Najpierw USG i fizjoterapeuta.
Ale zrobisz, jak uważasz
Krysia S.

Krysia S. adiunkt, AGH

No jasne, że USG, a jak nic nie wyjdzie, to będzie bieganie. Jak wyjdzie, to się zadecyduje.
Krysia S.

Krysia S. adiunkt, AGH

No więc:
Nie mam zapalenia Achillesa. Prawdopodobnie wcale nie miałam. Mam natomiast zmiany zwyrodnieniowe i muszę dbać o to, żeby się nie pogłębiały. Pani wygłaskała i wymiziała mi całą łydkę i zapytała, czy nie boli mnie tam wyżej, z boku. Nie boli, ale bolało, oj, bolało! Chodzić nie mogłam. W sierpniu. Okazuje się, że miałam naderwany mięsień tam i że od tego ten Achilles się zwyrodnił. No trudno. Ale biegać mogę. Tylko koniecznie mam się rozgrzewać i rozciągać. Przed. A PO tylko rozciągać. Bo po co się rozgrzewać po? Tyle relacji, od jutra kicam w wolnym tempie, żeby sobie przypomnieć jak to jest. Ze zwyrodniałym Achillesem, draniem jednym.
Piotr Ciuk

Piotr Ciuk Engagement Manager -
sektor publiczny,
Fujitsu
Technology...

Krysia Sch:
No więc:
Nie mam zapalenia Achillesa. Prawdopodobnie wcale nie miałam. Mam natomiast zmiany zwyrodnieniowe i muszę dbać o to, żeby się nie pogłębiały. Pani wygłaskała i wymiziała mi całą łydkę i zapytała, czy nie boli mnie tam wyżej, z boku. Nie boli, ale bolało, oj, bolało! Chodzić nie mogłam. W sierpniu. Okazuje się, że miałam naderwany mięsień tam i że od tego ten Achilles się zwyrodnił. No trudno. Ale biegać mogę. Tylko koniecznie mam się rozgrzewać i rozciągać. Przed. A PO tylko rozciągać. Bo po co się rozgrzewać po? Tyle relacji, od jutra kicam w wolnym tempie, żeby sobie przypomnieć jak to jest. Ze zwyrodniałym Achillesem, draniem jednym.
jak jest zwyrodnienie to trzeba łydkę wzmaćniać. Rozciągać przed ? Hm.. jeśli chcesz sobie pozrywać to i owo ..... tylko po długiej rozgrzewce i delikatnie jeśli już
ja pewnie mam to samo co Ty bo mnie boli a lekarz wczoraj zbadał, że zapalenia nie ma. Coż pewnie wcześniej czy później może się zerwać, ale trzeba to wkalkulować w ryzyko biegania
Krysia S.

Krysia S. adiunkt, AGH

Pobiegałam 2 razy. Po 6 km. Oczywiście rozgrzewkę zrobiłam. I dzisiaj znowu zaczęło mi skrzypieć w Achillesie. Nie boli nic, tylko to zgrzytanie jest denerwujące.
Nie wiem, czy mam odpuścić i czekać aż to minie, czy nie minie i już?

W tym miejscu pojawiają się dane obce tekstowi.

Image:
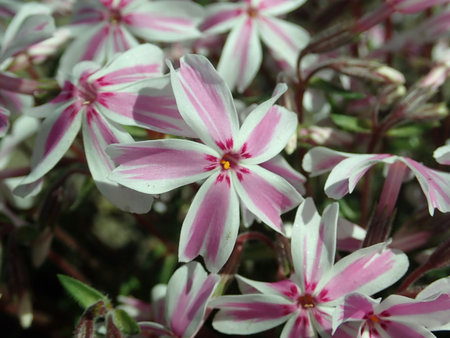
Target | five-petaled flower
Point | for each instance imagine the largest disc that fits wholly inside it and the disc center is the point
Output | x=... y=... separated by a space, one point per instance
x=397 y=315
x=308 y=298
x=228 y=159
x=129 y=90
x=250 y=20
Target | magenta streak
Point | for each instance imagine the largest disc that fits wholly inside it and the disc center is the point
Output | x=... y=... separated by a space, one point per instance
x=183 y=315
x=316 y=272
x=61 y=125
x=160 y=163
x=266 y=198
x=263 y=133
x=358 y=273
x=97 y=41
x=221 y=17
x=165 y=24
x=259 y=311
x=128 y=74
x=95 y=121
x=242 y=48
x=163 y=115
x=278 y=31
x=210 y=221
x=208 y=104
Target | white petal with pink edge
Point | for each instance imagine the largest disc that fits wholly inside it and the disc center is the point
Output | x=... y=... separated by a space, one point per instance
x=247 y=314
x=91 y=45
x=188 y=292
x=265 y=194
x=284 y=38
x=285 y=288
x=55 y=137
x=155 y=167
x=366 y=270
x=278 y=7
x=138 y=63
x=241 y=56
x=97 y=134
x=345 y=176
x=165 y=21
x=435 y=185
x=212 y=223
x=4 y=121
x=320 y=160
x=148 y=103
x=442 y=154
x=221 y=17
x=432 y=313
x=299 y=325
x=205 y=102
x=313 y=243
x=280 y=166
x=266 y=130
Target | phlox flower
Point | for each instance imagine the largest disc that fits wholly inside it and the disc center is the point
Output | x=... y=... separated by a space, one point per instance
x=128 y=90
x=397 y=316
x=105 y=27
x=308 y=298
x=181 y=306
x=347 y=169
x=249 y=21
x=229 y=159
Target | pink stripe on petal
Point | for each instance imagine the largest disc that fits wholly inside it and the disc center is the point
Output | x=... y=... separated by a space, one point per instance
x=61 y=125
x=207 y=229
x=360 y=272
x=219 y=18
x=96 y=42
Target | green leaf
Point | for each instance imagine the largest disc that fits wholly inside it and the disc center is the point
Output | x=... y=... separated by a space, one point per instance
x=82 y=293
x=331 y=88
x=125 y=323
x=406 y=131
x=350 y=123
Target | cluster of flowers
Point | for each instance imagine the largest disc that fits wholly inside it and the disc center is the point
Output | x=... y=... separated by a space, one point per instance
x=111 y=76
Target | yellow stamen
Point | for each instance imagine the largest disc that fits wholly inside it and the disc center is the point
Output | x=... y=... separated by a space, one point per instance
x=225 y=164
x=374 y=319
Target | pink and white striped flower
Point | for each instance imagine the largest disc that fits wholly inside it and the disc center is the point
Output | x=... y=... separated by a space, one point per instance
x=442 y=154
x=229 y=159
x=347 y=169
x=396 y=316
x=308 y=298
x=182 y=306
x=128 y=90
x=248 y=21
x=106 y=27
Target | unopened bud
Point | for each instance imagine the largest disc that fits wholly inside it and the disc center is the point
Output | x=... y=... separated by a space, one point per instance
x=368 y=69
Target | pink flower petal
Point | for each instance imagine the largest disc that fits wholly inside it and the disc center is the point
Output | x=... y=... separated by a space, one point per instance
x=205 y=102
x=265 y=194
x=266 y=131
x=313 y=243
x=154 y=167
x=248 y=314
x=97 y=134
x=241 y=56
x=211 y=224
x=188 y=293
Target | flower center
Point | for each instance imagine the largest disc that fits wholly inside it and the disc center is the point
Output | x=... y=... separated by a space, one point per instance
x=252 y=12
x=307 y=301
x=115 y=16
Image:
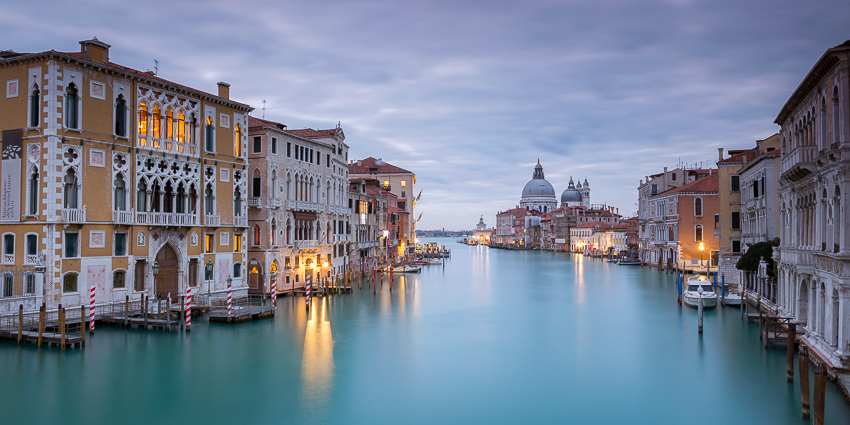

Wydaje mi się, że wiem skąd mam tę przypadłość. Kiedyś, parę lat temu, ktoś najechał mi na Achillesa potwornie ciężkim wózkiem sklepowym. Bolało tak, że myślałam, że się położę i będę się wić z bólu. Nie wiem, co mi z tym ścięgnem zrobił, ale to musiało zostawić ślad. Tym bardziej, że w drugiej nodze mam ładnego niezwyrodniałego Achillesa.
Tylko co mi z tej wiedzy...?
Marcin S.

Marcin S. Konsultant /
Menedżer /
Freelancer

Mimo wszystko na Twoim miejscu wybrałbym się z wynikami USG do dobrego fizjoterapeuty.
Arkadiusz S.

Arkadiusz S. Think training's
hard? Try losing.

No, powtórzmy jeszcze z 10 razy...
Arkadiusz S.

Arkadiusz S. Think training's
hard? Try losing.

No, powtórzmy jeszcze z 10 razy...
Krysia S.

Krysia S. adiunkt, AGH

Zapisalam sie do ortopedy. Mam termin za miesiac. No w czasie tego miesiaca moze mi to minac, ale bardziej prawdopodobne, ze sie poglebi...
Arkadiusz S.

Arkadiusz S. Think training's
hard? Try losing.

No więc powtórzę
Walczyłem z kontuzją kostki/achillesa.
Pomogła dopiero dobra diagnoza na podstawie porządnego usg i solidna rehabilitacja polegająca przede wszystkim na wzmacnianiu mięśni stabilizujących i odciążających chorą kostkę/ścięgno.
Krysia S.

Krysia S. adiunkt, AGH

Czy w czasie tej rehabilitacji musiałeś być unieruchomiony?
W czasie rehabilitacji człowiek mniej lub bardziej funkcjonuje normalnie.... i próbuje nie przeciążać dodatkowo bolących miejsc. ;)
Nikt nikogo na siłę nie unieruchamia, bo to byłoby bez sensu, a wręcz mogłoby zaszkodzić. Zwłaszcza, że tkanki miękkie do przebudowy potrzebują obciążeń /ale nie przeciążeń/.
Arkadiusz S.

Arkadiusz S. Think training's
hard? Try losing.

Krysia Sch:
Czy w czasie tej rehabilitacji musiałeś być unieruchomiony?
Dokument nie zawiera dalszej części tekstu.